Pay freezes...and inflation....power cuts...and as they said food prices going up weekly .. and people keep saying things were better before we joined the common market..EU.. They just need to watch this..
@TheRenaissanceman65 another armchair historian. WRONG . Fuel problems in the late 70s were caused by OPEC colluding to increase oil prices which made hugely expensive
I tried this recipe more than once, it's actually really quite nice. Although I used two stock cubes and dissolved them in the cold water and flour because the first time I found that the tomato flavour was a little strong - but I must say it did cost a lot more than 65p LOL (even the equivalent 40 odd years later hehe)
I don't. If a casserole looks a bit anaemic, I just chuck in a tin of baked beans. The sauce enrichens it, and the beans add thickness, texture and flavour.
You are forgetting that tip was for the times we had electrical powercuts every night.
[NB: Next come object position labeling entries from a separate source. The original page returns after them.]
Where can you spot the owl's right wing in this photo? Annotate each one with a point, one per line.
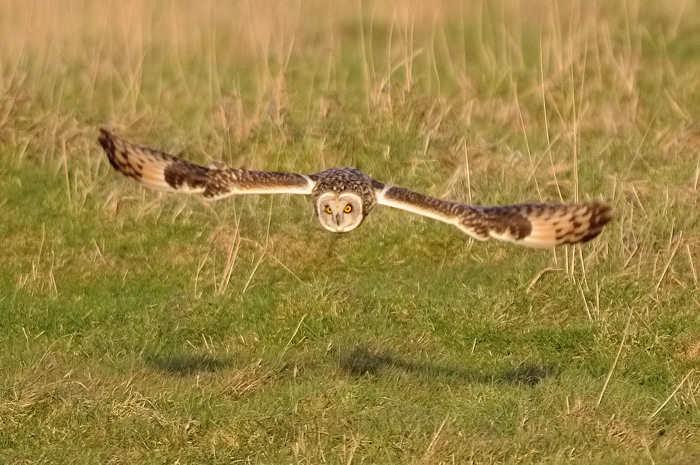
(528, 224)
(162, 171)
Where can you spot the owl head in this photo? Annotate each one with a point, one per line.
(340, 212)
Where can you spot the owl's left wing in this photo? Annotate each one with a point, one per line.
(162, 171)
(529, 224)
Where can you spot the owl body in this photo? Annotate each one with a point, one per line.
(343, 197)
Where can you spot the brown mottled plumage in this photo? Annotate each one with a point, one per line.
(345, 196)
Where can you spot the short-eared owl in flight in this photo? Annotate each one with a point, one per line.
(343, 197)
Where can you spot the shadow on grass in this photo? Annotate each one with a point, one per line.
(362, 361)
(187, 364)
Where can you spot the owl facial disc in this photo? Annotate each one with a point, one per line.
(339, 212)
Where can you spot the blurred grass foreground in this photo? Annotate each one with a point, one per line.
(140, 327)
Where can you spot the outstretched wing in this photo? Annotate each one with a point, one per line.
(162, 171)
(529, 224)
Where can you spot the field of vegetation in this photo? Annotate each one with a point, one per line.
(140, 327)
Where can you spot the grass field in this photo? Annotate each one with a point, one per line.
(139, 327)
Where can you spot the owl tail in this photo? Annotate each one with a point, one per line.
(152, 168)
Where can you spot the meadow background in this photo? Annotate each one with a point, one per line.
(138, 327)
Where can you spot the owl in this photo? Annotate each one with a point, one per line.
(343, 197)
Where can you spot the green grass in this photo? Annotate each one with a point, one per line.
(145, 328)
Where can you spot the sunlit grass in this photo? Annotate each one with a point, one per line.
(140, 327)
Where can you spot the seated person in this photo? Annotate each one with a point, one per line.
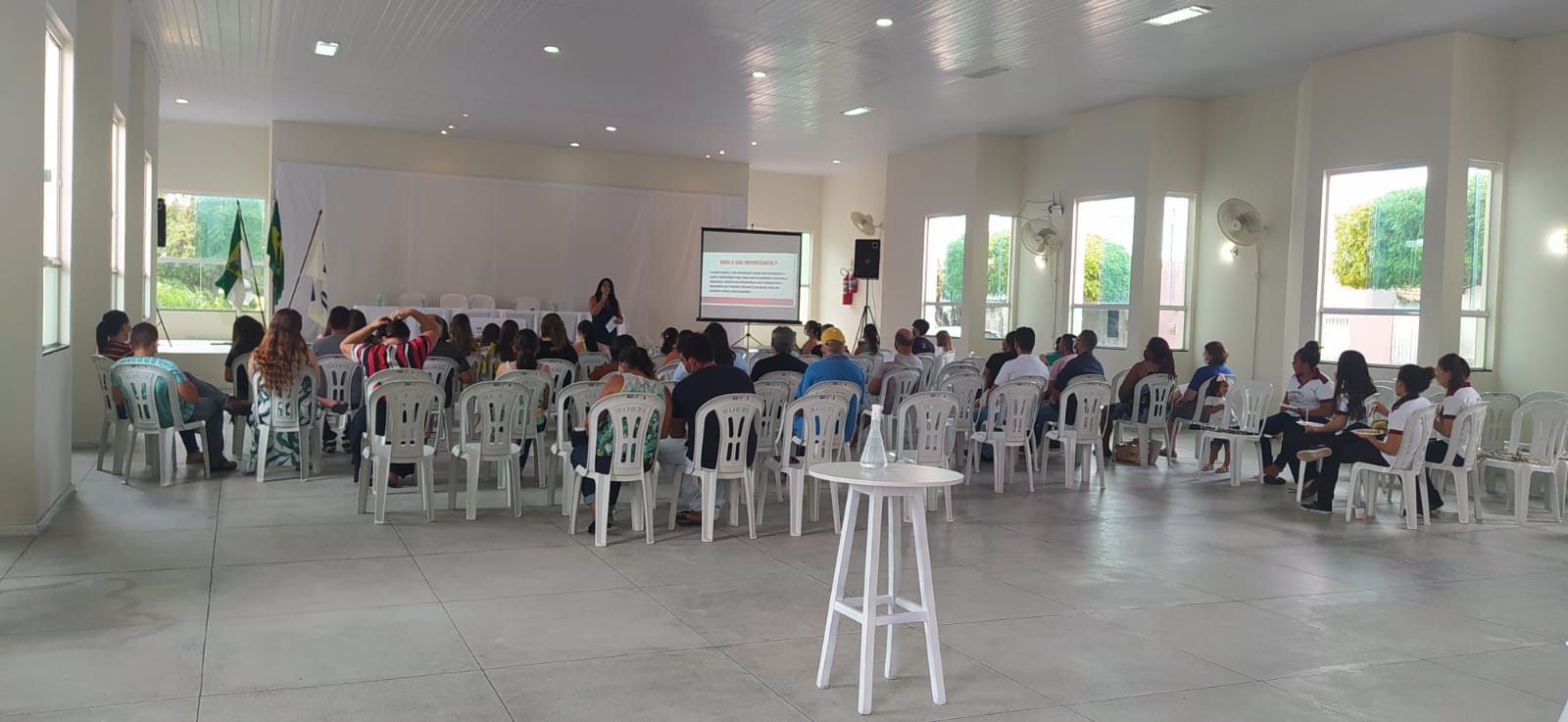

We had strikes galore then. And btw, hardly anyone had microwaves, probably not one.
Judith Chalmer and Mary Berry were cute back then. I recall watching Widh You Were Here in 1989s with mum and dad and in those days that program was seen as a bit risqué as they were always showing nudists , which on 1970s was embarrassing for a boy
She meant 65p (pence) which is worth a bit more than 65 cents. I just used the Bank of England inflation calculator, to work out that in 2024, that’s about £6.75 ($8 or $9 US, maybe). If you’re careful, and used store brand ingredients, you could do this meal in England for about £6.75 now. Mary used Heinz soup. Considering that in 1973, many people were on strike and earning less money, perhaps a store brand would have been a wiser choice! I was 4 during most of 1973, and actually although I remember the drought and heatwave in the UK in 75 and 76, which caused a huge water shortage, I don’t remember the power going off every day and everyone cooking on camping stoves.
@@MarkPMus I was 11 in 1973 so remember it clearly. Towns were divided into zones and from memory, I think cuts in my town were divided into 6 blocks of 3 hours ( 6am to 9am , then 9am to noon and so on to midnight) I don’t think there were any cuts through the night. If your zone was scheduled for an evening cut that was the most inconvenient one (6pm to 9pm). As a child I actually quite enjoyed the drama of it and remember playing board games by candlelight and reading with a torch but it was a pain if the cut was 3pm to 6pm because it meant missing children’s television which ran from 4-6.
£6.73 in 2023, according to the inflation calculator. You might be able to cobble together those ingredients for £6-£7 today especially if you use discount supermarkets and store brand soup instead of Heinz.
I thought it would cost more today, but 65p then is the equivalent of £12 I've just checked the prices of these items and the total is only £7.20. Where's that cost of living crisis, then? Food has become cheaper!